Naïve. Rudimentary. Hyper-enthusiastic but “no substance.”
I’ve heard it all.
So yes, I wanted to learn. To serve. But I also wanted to prove them wrong. I wanted to break the boxes they put me in. I wanted justice — not just for others, but for myself. And that too, is real. That too, is fuel. I’ve been shaped by equal parts of purpose and spite. Of growth and grief. Of fire and frustration.
But this industry doesn’t always honour that complexity.
There’s an unspoken expectation that if you work in climate, impact, or justice — you should give your time, energy, ideas, and labour for free. I’ve been ghosted by people who wanted my mentorship but disappeared the moment I asked for compensation. No thank you, no reply — just silence — for four years now.
As if doing meaningful work means I don’t deserve to be paid. As if justice work should cost me everything — and give me nothing. And that… makes me angry too.
Not just because it’s unfair. But because it festers. And festering anger has a way of mutating. It turns self-righteous. It says:
“I’ve suffered. I’ve been excluded. So I deserve more than others.”
And that’s dangerous. Because slowly, without realizing, you start becoming the thing you were fighting.

So what do we do with that?
I don’t know if there’s a clean answer.
But I do know this:
Sometimes doing the right thing doesn’t feel good. Sometimes, sticking to your values feels like failure. Sometimes, the people who fight the hardest carry the heaviest guilt — because they feel more than others, and they blame themselves more than others.

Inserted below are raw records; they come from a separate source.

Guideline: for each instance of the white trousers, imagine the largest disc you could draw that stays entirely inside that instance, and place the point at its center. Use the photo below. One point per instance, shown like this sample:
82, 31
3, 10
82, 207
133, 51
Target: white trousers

And if we don’t pause and check in — if we don’t let ourselves be messy, complicated, honest — we will burn out. Or worse, calcify into something we never wanted to become.
So here’s where I’m at:
I’m still figuring it out. Still holding the fire. Still catching myself before I drift too far into apathy or moral rigidity. Still wondering if I need to step back from the sector just to stay good enough to do any good.
Maybe we do still have a choice. Like the protagonist did — to choose the baby over himself, to choose humanity over survival, compassion over vengeance. To not burn the system down, but to carry forward something that might outlive it.
But sometimes…maybe we don’t. Maybe the system corners us so completely that we just tell ourselves we have a choice — because it’s easier to sleep at night that way.
And no, we don’t always get the good poetic justice we think we deserve. Sometimes we just get tired. Sometimes we get forgotten. Sometimes we do the right thing — and it still costs us everything.
But we try anyway. Because some part of us still believes there’s a game worth playing that’s not rigged. Or at the very least, worth un-rigging.